I am not a pollster or a statistician, but I have been thinking about some factors that may cause problems with the polling of this year’s presidential election. I welcome input from anyone with expertise in this area.
1. Cell-phone only voters.
I gather from this piece in the New York Times caucus blog that several prominent pollsters now routinely include cellphone samples in their surveys in light of the growing number of Americans who use only or mostly cell-phones.
I also know that a Pew Research Center survey taken in July suggested that Americans who use cell-phones are not that different politically from the population at large. To be more precise, people who use cell-phones most of the time are very much like the electorate at large, while people who exclusively use cell-phones are a bit different, but are also less likely to vote:
The cell-only and cell-mostly respondents in the Pew poll are different demographically from others. Compared with all respondents reached on a landline, both groups are significantly younger, more likely to be male, and less likely to be white. But the cell-only and cell-mostly also are different from one another on many characteristics. Compared with the cell-only, the cell-mostly group is more affluent, better educated, and more likely to be married, to have children, and to own a home.
We know from many years of polling that married people, people with children and home-owners are all groups more likely to vote Republican than the population at large. The Pew study also found that
In the current poll, cell-only respondents are significantly more likely than either the landline respondents or the cell-mostly respondents to support Barack Obama and Democratic candidates for Congress this fall. They also are substantially less likely to be registered to vote and – among registered voters – somewhat less likely to say they are absolutely certain they will vote.
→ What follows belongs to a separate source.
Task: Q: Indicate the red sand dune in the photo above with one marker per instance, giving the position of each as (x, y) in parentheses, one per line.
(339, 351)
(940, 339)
Despite their demographic differences with the landline respondents, the cell-mostly group is not significantly different from the landline respondents politically.
Yet as Pew has found in the past, when data from landline and cell phone samples are combined and weighted to match the U.S. population on key demographic measures, the results are similar to those from the landline survey alone.
I get that the phenomenon of cell-phone-only users is probably not introducing large errors in poll findings.
My question is, does the proportion of cell-phone only Americans differ substantially from state to state, or is it a fairly uniform phenomenon across the country? To put it another way, are certain regions of the country, or states with a higher percentage of urban residents, more likely to have larger than average numbers of people who use cell-phones exclusively?
If any swing states have a particularly large number of cell-phone only residents, that would be interesting to know. It could affect the accuracy of polling in that state (depending on the methodology of the polling firm and whether it includes cell-phone samples).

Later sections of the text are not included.